The Syed Babar Ali School of Science and Engineering (SBASSE) at LUMS concluded a 3-day workshop titled 'Leaders in Science and Innovation Policy.' The workshop was attended by 30+ senior leaders from the academia, government sector and public labs; these included Vice Chancellors, Professors, Heads of ORICs, Scientists and government bureaucrats engaged in scientific advice.
The workshop was led by Mr. Ehsan Masood, Knight Science Journalism Fellow at MIT and a former Editor of the prestigious science journal Nature in the United Kingdom and Dr. Athar Osama, Member of Science and Technology at the Planning Commission who is a recognised authority on Science in the Muslim World. He is a Fellow of the World Technology Network (WTN) and a Young Global Leader of the World Economic Forum. Dr. Suleman Shahid from the Department of Computer Science at SBASSE was the Programme Lead from LUMS.
The workshop covered a range of different subjects and topics of interest to senior leaders in science and innovation policy, such as history and evolution of science policy around the world, science policymaking processes, scientific advice, commercialisation and impact, measurement of science, and scientific ethics, among others.
Dr. Tariq Banuri, Chairman, Higher Education Commission, in his keynote speech at the workshop, laid out the conditions and requirements of making science more relevant to policy and how to address the trust deficit between the policymaker and the scientific community. He advised the participants it was perfectly normal for a vast majority of the scientists to remain engaged in the realm of science only, but those who sought policy impact need to work hard and get out of their comfort zones to do so.
The participants learnt from history and policy elsewhere and discussed how to leverage and adapt these ideas to the Pakistani policy setting. They had vigorous debates on these issues and devised some recommendations for policymakers in both areas of Higher Education and the Science and Technology to help enhance the productivity and effectiveness of the country's S&T eco-system.

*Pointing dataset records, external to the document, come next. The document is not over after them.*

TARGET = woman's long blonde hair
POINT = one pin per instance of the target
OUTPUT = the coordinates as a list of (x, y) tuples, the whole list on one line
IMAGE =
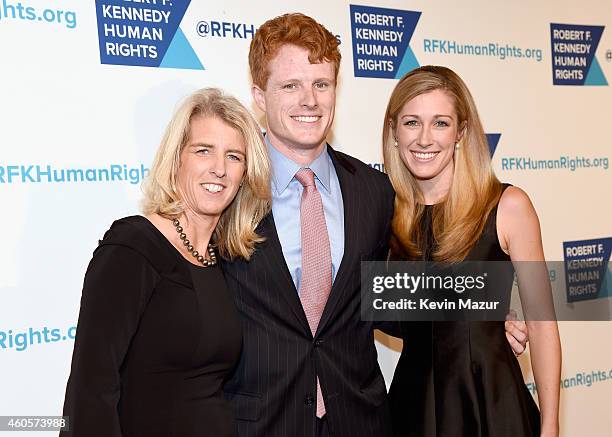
[(235, 234), (459, 221)]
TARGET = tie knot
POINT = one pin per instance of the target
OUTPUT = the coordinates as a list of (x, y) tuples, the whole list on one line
[(305, 176)]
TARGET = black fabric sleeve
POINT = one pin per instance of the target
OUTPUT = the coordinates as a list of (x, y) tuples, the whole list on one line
[(118, 284)]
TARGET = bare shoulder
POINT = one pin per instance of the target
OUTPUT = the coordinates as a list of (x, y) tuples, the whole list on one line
[(514, 203), (518, 227)]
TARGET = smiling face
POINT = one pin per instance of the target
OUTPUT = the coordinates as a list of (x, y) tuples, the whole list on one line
[(427, 130), (211, 168), (299, 102)]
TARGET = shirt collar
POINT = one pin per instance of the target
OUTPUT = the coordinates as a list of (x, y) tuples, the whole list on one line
[(284, 169)]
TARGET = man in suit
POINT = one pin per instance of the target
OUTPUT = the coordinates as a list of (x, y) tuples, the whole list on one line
[(309, 365)]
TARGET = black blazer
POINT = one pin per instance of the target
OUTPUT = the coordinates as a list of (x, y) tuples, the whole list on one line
[(274, 387)]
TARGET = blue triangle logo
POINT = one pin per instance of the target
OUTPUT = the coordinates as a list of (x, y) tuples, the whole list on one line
[(409, 63), (180, 54), (493, 140), (595, 76)]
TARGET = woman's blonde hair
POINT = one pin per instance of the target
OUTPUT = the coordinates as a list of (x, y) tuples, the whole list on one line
[(235, 234), (458, 222)]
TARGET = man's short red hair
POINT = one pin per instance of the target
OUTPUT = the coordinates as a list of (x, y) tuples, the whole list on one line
[(296, 29)]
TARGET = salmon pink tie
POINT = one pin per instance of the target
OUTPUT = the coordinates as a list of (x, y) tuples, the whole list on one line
[(316, 259)]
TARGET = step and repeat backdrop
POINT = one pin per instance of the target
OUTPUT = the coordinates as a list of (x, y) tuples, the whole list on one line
[(87, 88)]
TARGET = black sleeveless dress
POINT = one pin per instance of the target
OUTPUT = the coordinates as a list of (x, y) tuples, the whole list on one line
[(461, 379)]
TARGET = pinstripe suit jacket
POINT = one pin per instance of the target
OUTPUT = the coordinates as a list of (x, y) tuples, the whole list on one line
[(274, 387)]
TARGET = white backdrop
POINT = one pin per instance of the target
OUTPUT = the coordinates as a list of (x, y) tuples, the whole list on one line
[(66, 105)]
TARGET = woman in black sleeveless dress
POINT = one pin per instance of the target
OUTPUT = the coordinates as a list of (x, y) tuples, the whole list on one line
[(158, 332), (460, 378)]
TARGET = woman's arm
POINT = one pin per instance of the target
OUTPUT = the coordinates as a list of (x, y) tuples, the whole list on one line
[(519, 232), (117, 286)]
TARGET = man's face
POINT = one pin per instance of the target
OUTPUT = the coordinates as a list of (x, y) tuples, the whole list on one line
[(299, 101)]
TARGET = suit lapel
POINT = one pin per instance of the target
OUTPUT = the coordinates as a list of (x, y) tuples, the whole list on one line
[(275, 257), (350, 200)]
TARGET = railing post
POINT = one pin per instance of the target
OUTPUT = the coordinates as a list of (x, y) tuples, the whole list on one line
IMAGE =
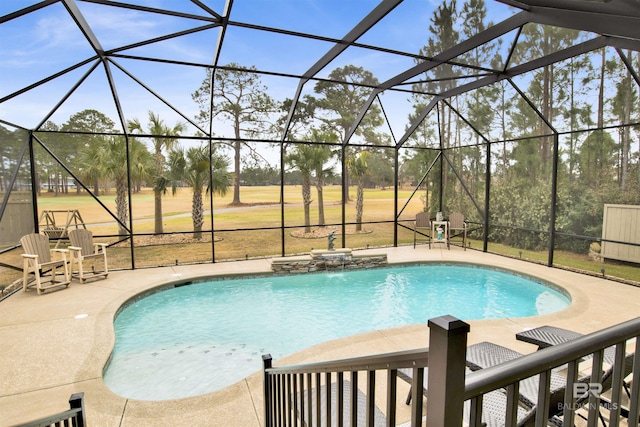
[(447, 362), (76, 401), (266, 384)]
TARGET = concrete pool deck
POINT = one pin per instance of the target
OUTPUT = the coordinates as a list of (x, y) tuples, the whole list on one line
[(57, 344)]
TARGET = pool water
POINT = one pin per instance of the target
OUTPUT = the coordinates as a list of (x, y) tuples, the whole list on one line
[(195, 339)]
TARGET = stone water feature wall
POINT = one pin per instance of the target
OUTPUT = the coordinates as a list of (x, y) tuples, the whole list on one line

Speaking earlier, Dr. Athar Osama noted that the S&T capability of a country can be thought of as a chair with four legs to stand on; these legs include the public S&T system, the academia or higher education system, the defense S&T establishment, and the private sector. Each must play its part for the overall system to deliver results. In Pakistan's case, he said, the chair is standing on drastically unequal legs with the private sector leg almost missing from the equation and public sector leg being deprived of nourishment since the late 1980s. No wonder then that the country is unable to develop a robust and impactful science and technology eco-system.
Ehsan Masood who has covered Pakistan for Nature for well over two decades, hoped that the new government will take necessary measures to revive S&T in Pakistan, correct the aberrations (e.g. neglect of public labs and revival of NCST) and make it a central part of a strategy of economic revival and export competitiveness.
Over the 3 days, the participants were exposed to a range of different ideas through lectures, groups discussions, and invited talks. The participants also carried out a number of exercises such as deciding grand national challenges for science and arriving at a consensus on what universities should or should not do.
The workshop was the first of its kind in Pakistan and could be a model for capacity building and developing a shared understanding of critical issues for senior leaders in science and academia.